Last year, we went through an important rightsizing program of this company. And also, we started to focus on important initiatives to reduce the cost of our aircraft to focus on improving our accounts receivable and to increase the turns of our inventories. We have the target to almost triple the turns of our inventory turnover in the next 3 to 4 years.
So again, I mean, with all these activities, rightsizing the company, to reduce the cost of the products, to reduce the expense, to manage responsibly the SG&A of the company, going to a period of more growth that we expect from 2022 onwards, then we expect that we'll improve our financial performance, either in the profitability and more specifically in the cash generation as well as stated by Antonio before.

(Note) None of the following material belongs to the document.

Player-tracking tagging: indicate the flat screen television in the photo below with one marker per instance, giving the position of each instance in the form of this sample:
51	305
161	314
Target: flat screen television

Antonio Carlos Garcia - CFO, Executive VP & Head of IR
Just to complete, Matías, if you ask me today, we continue in the crisis mode here. We know about inflation -- high inflation in Brazil or worldwide, with how much is reduced. We are -- we have the contracts backing in regards to (inaudible), I would say. And we continue to run efficiencies in our production or back costs in order to offset any additional deviation we may have.
Operator
The next question comes from Nicolas (inaudible) with Jefferies.
Unidentified Analyst
Congratulations on the results. Just a quick one here on the rating agencies. After these strong results, the strong recovery, it's notable to us that the 3 agencies still have you on negative outlook. Doesn't seem to make any sense. We actually think that there's a credible path here back to investment grade. So just wondering what's the latest in terms of conversations with them, timing with the agencies.
And then on liability management, you guys mentioned the level of interest expenses and sort of thinking about reducing gross debt. How would potential issuance fit into those plans, maybe coming back to the market opportunistically with a new 10-year?

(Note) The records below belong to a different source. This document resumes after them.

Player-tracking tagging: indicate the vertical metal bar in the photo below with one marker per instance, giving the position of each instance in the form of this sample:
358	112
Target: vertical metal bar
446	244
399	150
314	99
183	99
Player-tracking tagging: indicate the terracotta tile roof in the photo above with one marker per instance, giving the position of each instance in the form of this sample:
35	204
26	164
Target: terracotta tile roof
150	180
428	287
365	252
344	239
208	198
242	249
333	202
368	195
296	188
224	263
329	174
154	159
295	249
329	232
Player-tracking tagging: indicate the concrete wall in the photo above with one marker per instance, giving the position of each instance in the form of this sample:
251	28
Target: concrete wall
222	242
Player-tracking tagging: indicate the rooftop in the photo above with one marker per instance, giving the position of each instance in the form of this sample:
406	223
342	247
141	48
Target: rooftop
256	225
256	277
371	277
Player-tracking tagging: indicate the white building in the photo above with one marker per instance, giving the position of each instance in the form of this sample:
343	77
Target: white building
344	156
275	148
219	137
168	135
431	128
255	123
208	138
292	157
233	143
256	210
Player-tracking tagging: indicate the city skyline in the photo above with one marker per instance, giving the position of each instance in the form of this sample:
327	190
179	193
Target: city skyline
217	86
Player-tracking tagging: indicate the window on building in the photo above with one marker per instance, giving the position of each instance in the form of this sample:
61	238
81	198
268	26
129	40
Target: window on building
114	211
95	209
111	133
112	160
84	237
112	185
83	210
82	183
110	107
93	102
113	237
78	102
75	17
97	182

And specifically, I wanted to ask around the ESG agenda that you guys mentioned. Clearly, we've seen a lot of Brazilian corporate focus on ESG and doing things like sustainability-linked bonds. So is that something that you guys are already starting to think about?
Antonio Carlos Garcia - CFO, Executive VP & Head of IR
Nicolas, thanks for the question. I start with the rating. We just take, for example, Fitch. We are 1 notch below investment grade. The last week, the report this year, then this was negative. They already changed it to stable. And I do believe we are going, with the new information we are providing, they are going to put in the positive trend. And it's my hope that we get back our investment grade in 2022, most probably end of 2022. That's the first question.

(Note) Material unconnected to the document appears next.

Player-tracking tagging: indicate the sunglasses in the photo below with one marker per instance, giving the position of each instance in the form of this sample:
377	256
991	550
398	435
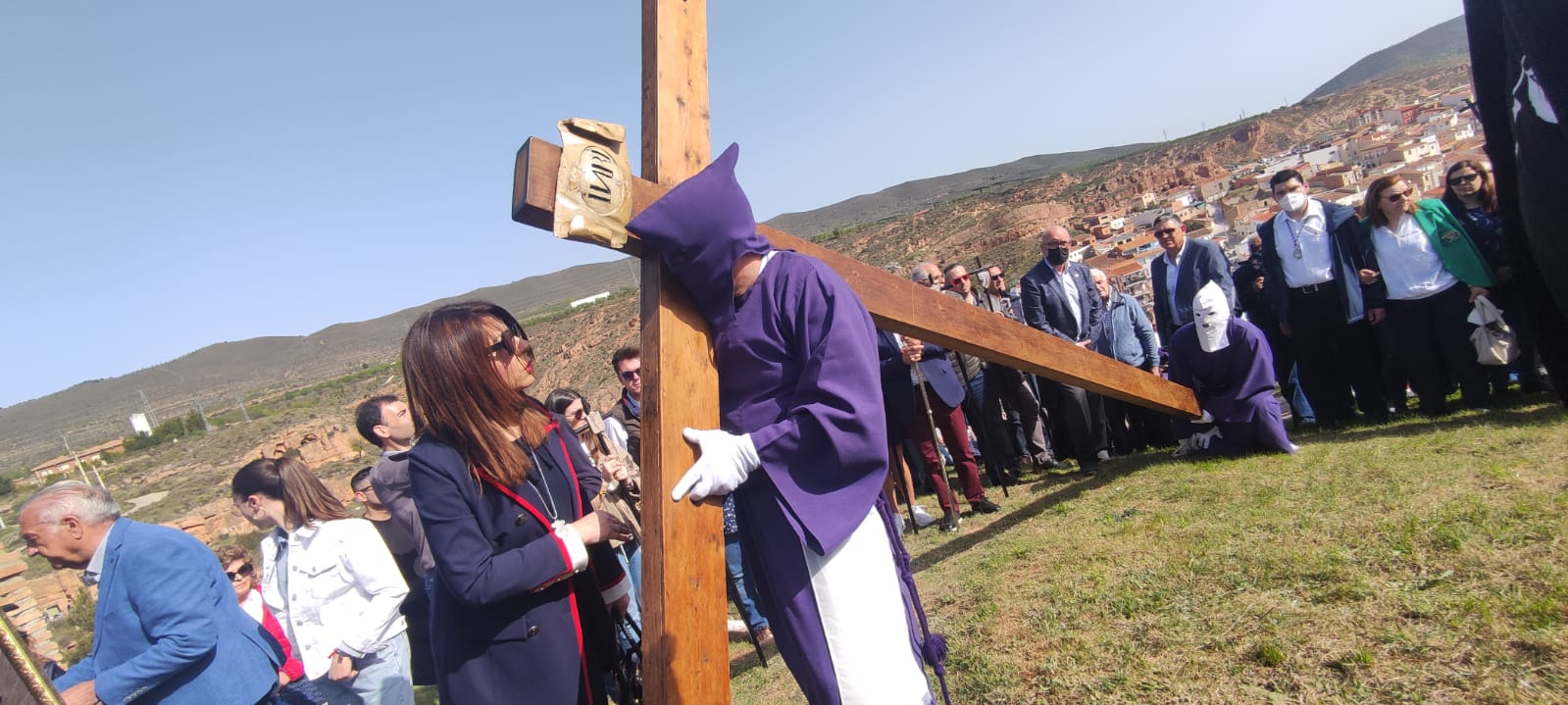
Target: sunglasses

And for sure, we are with regards to universal liability management, we are discussing, and Q3 will be the basis for the debt market to go to refinance our debts and increase the length for maturity level. That's also in our agenda. And these bonds will be a red ESG bond, a green bond.
Operator
This concludes today's question-and-answer session. That does conclude Embraer's audio conference for today. Thank you very much for your participation, and have a good day.